Although there is a limitation in this study, which includes only patients who survived 12 weeks or longer for analysis of lymphocyte counts, the results of this study suggest that lymphopenia after radiotherapy should be noted even in palliative radiotherapy settings. Considering that other predictive factors revealed in this study, including performance status, analgesia use, primary disease site and history of chemotherapy use, were non-modifiable factors in a clinical situation, minimizing radiation fields may be a better treatment strategy. For instance, it may be preferable not to include adjacent vertebrae of the disease site in the clinical target volume if there is no suspicious region. Additionally, reducing treatment margins through patient fixation and the use of image-guided radiotherapy techniques may also help minimize the irradiated volume. Although intensity-modulated radiotherapy and particle therapy have the potential to reduce normal tissue irradiation, their accessibility may be limited in real clinical situations. Recently, advanced models for predicting radiation-induced lymphopenia using blood distribution modeling or voxel-based modeling have been proposed [28]. These approaches could be potentially helpful in selecting patients who would benefit from more advanced irradiation techniques to minimize the irradiated volume.

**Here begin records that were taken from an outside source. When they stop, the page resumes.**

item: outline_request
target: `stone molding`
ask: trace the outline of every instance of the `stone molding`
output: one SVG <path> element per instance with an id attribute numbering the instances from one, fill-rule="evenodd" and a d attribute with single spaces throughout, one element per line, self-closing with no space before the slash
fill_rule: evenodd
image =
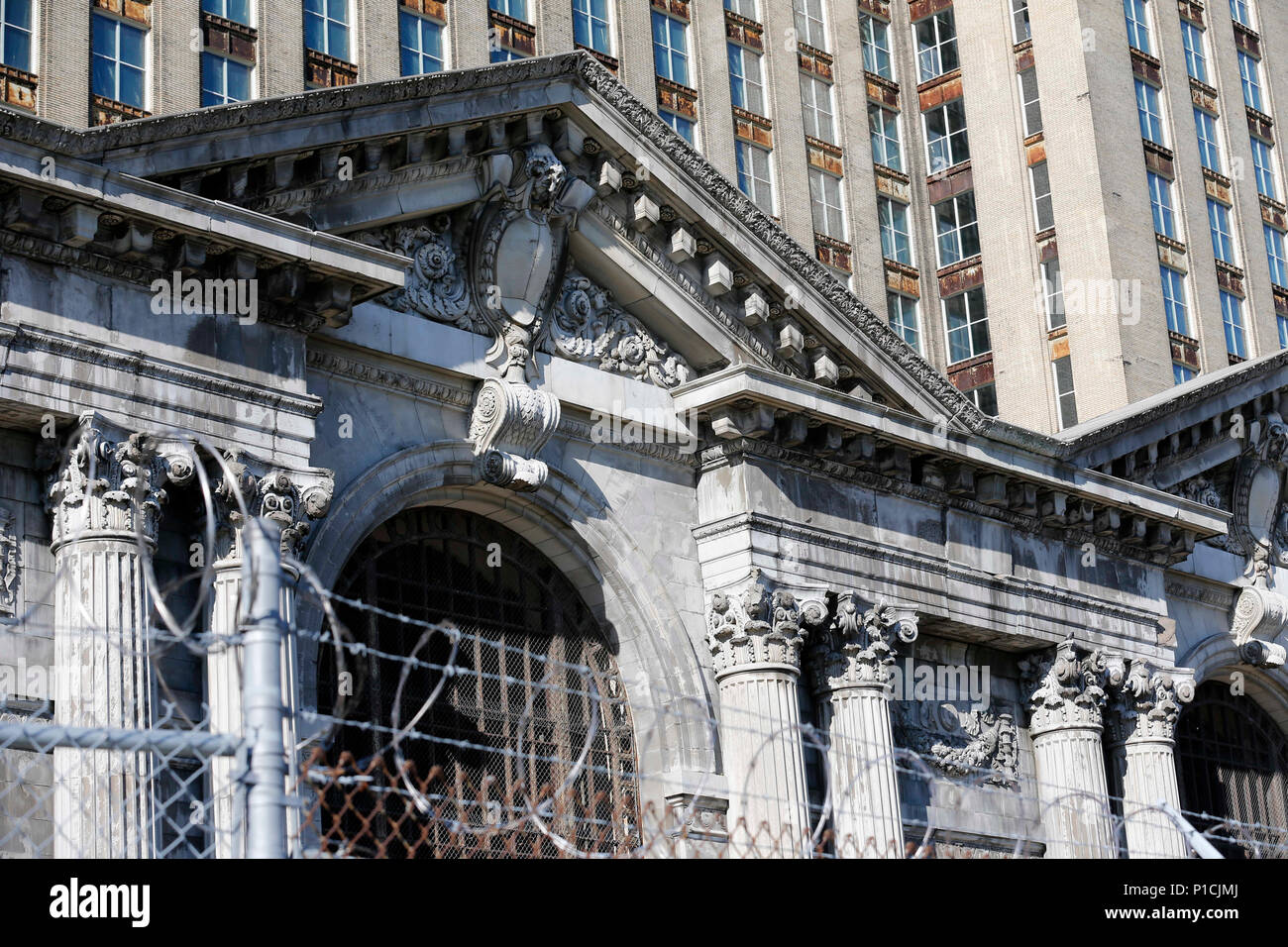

This study has several limitations due to its retrospective study design and limited availability of data. Firstly, performance status, which is one of the most common indicators of the general condition of patients, was not available in 47% of the study population, as well as there may be uncertainty in evaluating the performance status of each patient. This may limit the certainty in estimating predictive factors for lymphopenia and OS. Secondly, only a small number of cases involving single-fraction irradiation, a method established for pain relief radiotherapy, were included. The potential benefits of single-dose radiation therapy, such as reducing the exposure of circulating lymphocytes and minimizing radiation-induced lymphopenia, were not fully explored. Further research on single-dose radiation therapy is therefore necessary. Thirdly, there could be confounding due to the potentially correlated parameters included in the multivariate analyses. A prospective study or an appropriate analysis of a large, well-controlled cohort is needed. Fourthly, the study did not include dose–volume analysis for the body and various organs to predict lymphopenia, which should be investigated further in future studies.

CONCLUSION

In conclusion, we have provided insights into the incidence of lymphopenia and its risk factors following palliative radiotherapy for vertebral metastases. We have also revealed the negative impact of lymphopenia on patients’ survival outcomes. These findings may assist clinicians in optimizing their radiotherapy strategies.

ACKNOWLEDGEMENTS

None.

CONFLICT OF INTEREST

The authors declare that they have no competing interests related to this study.

FUNDING

None.

PRESENTATION AT A CONFERENCE

None.

CLINICAL TRIAL REGISTRATION NUMBER

None.

HUMAN ETHICS

This study was approved by the Institutional Review Board of Tohoku University Graduate School of Medicine (2021-1-1073).